和語のみで書かれた小説

おなじソラをみあげて

 ワタシのフルサトは、マチからとおくはなれたトコロにある。

 とてもちいさなムラで、トナリのイエのヒトでなくてもみんなシリアイだ。

 オジイサンも、オバアサンも、オトウサンも、オカアサンも、みんなココでうまれた。

 ワタシのマチにすんでいるのは、ほとんどがオトシヨリだ。ハタケシゴトをして、わずかなオカネをえている。

 コドモのワタシにとって、イナカはつまらなかった。ミズとツチしかないこのムラで、ワタシはただただあおいソラとしろいクモをぼんやりとながめていた。

 かわらないマチと、かわりばえのしないケシキ。いつもおなじことのクリカエシだった。

 このままココにずっとすみつづけるのはいやだ。

 そうおもってワタシはハタチのコロ、おおきなマチにひっこすことにした。


 マチはヒトがおおくて、とてもいそがしかった。

 オトコタチはアサからヨルまではたらき、オンナノコタチはハルからナツへ、ナツからアキへとうつりかわるナカでうつくしいヨソオイをみせる。

 マチにはナンでもあって、オカネさえあれば、ほとんどのモノはかえた。

 おいしいタベモノやオサケ、おもしろいヨミモノにたのしいシバイやオドリ。

 スベテがめまぐるしく、まるでオマツリのようなヒビだった。


 でも、マチのひとたちはつめたかった。

 ミチでたちどまったら、ウシロからダレカにぶつかられてシタウチをされたコトもあったし、

 カイモノをしているときにオミセのヒトにはなしかけたら、おかしなカオをされたこともあった。

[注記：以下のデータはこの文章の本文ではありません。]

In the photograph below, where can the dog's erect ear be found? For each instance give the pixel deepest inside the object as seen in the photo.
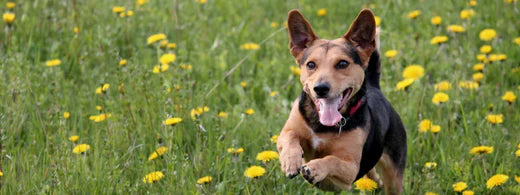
(361, 34)
(300, 32)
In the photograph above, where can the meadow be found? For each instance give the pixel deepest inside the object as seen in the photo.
(150, 97)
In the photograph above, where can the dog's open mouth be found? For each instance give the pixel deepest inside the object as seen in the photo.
(328, 108)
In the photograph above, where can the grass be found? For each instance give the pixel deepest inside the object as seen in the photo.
(36, 155)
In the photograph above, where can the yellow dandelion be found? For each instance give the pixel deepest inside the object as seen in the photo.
(204, 180)
(254, 172)
(322, 12)
(425, 125)
(440, 97)
(438, 39)
(467, 14)
(118, 9)
(158, 152)
(9, 18)
(250, 111)
(365, 184)
(391, 53)
(414, 14)
(274, 139)
(481, 150)
(486, 48)
(436, 20)
(430, 165)
(172, 121)
(456, 28)
(66, 115)
(459, 186)
(496, 180)
(509, 96)
(156, 37)
(153, 176)
(295, 70)
(74, 138)
(495, 118)
(487, 34)
(413, 71)
(468, 84)
(402, 85)
(267, 156)
(81, 148)
(477, 77)
(54, 62)
(442, 86)
(478, 67)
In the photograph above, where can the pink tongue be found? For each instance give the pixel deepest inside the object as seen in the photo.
(329, 114)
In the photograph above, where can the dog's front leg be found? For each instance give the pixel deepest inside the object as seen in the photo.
(291, 152)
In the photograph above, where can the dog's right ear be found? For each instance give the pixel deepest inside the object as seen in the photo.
(300, 32)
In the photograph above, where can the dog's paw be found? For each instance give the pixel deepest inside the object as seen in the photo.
(291, 161)
(313, 172)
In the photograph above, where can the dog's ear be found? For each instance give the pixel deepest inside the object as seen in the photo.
(361, 34)
(300, 32)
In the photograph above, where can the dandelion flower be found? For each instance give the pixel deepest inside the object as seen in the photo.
(459, 186)
(440, 97)
(436, 20)
(438, 39)
(267, 156)
(487, 34)
(509, 96)
(156, 37)
(486, 48)
(425, 125)
(495, 118)
(456, 28)
(153, 176)
(413, 71)
(402, 85)
(204, 180)
(172, 121)
(158, 152)
(295, 70)
(250, 111)
(54, 62)
(391, 53)
(477, 77)
(322, 12)
(478, 67)
(81, 148)
(74, 138)
(481, 150)
(430, 165)
(414, 14)
(365, 184)
(118, 9)
(496, 180)
(443, 86)
(8, 18)
(254, 172)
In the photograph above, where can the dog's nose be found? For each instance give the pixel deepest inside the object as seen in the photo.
(322, 89)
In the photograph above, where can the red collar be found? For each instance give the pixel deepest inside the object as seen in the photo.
(354, 108)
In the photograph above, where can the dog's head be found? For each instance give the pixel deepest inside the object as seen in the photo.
(332, 71)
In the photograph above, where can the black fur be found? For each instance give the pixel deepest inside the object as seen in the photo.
(376, 114)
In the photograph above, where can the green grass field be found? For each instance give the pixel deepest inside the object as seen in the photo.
(37, 156)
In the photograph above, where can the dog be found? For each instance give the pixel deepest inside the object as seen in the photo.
(341, 125)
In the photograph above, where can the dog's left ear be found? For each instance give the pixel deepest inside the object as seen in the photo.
(361, 35)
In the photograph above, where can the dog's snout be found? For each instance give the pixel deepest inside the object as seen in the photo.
(322, 89)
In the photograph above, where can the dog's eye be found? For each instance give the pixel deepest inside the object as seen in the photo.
(342, 64)
(311, 65)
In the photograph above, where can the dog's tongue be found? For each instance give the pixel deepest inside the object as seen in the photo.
(329, 114)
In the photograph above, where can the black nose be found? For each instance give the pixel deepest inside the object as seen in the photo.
(322, 89)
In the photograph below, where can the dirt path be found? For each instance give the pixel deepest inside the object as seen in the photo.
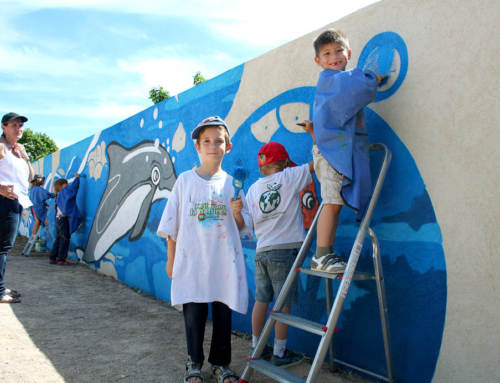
(75, 325)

 マチのヒトはホカのヒトのコトなんてどうでもいいみたいだ。

 ワタシのすむイエにはトオほどヘヤがあったが、ダレヒトリシリアイはなかった。トナリのヒトですら、「おはよう」とかコエをかわすコトもない。

「ワタシはヒトリなのかなぁ……」

 ヘヤのマドのテスリにテをかけて、ワタシはソラをみあげた。ソコにはあのコロとおなじ、あおいソラがあった。

 ソラはずっとつながっている。

 ワタシのフルサトのミンナも、イマこうしてソラをみあげているのだろうか。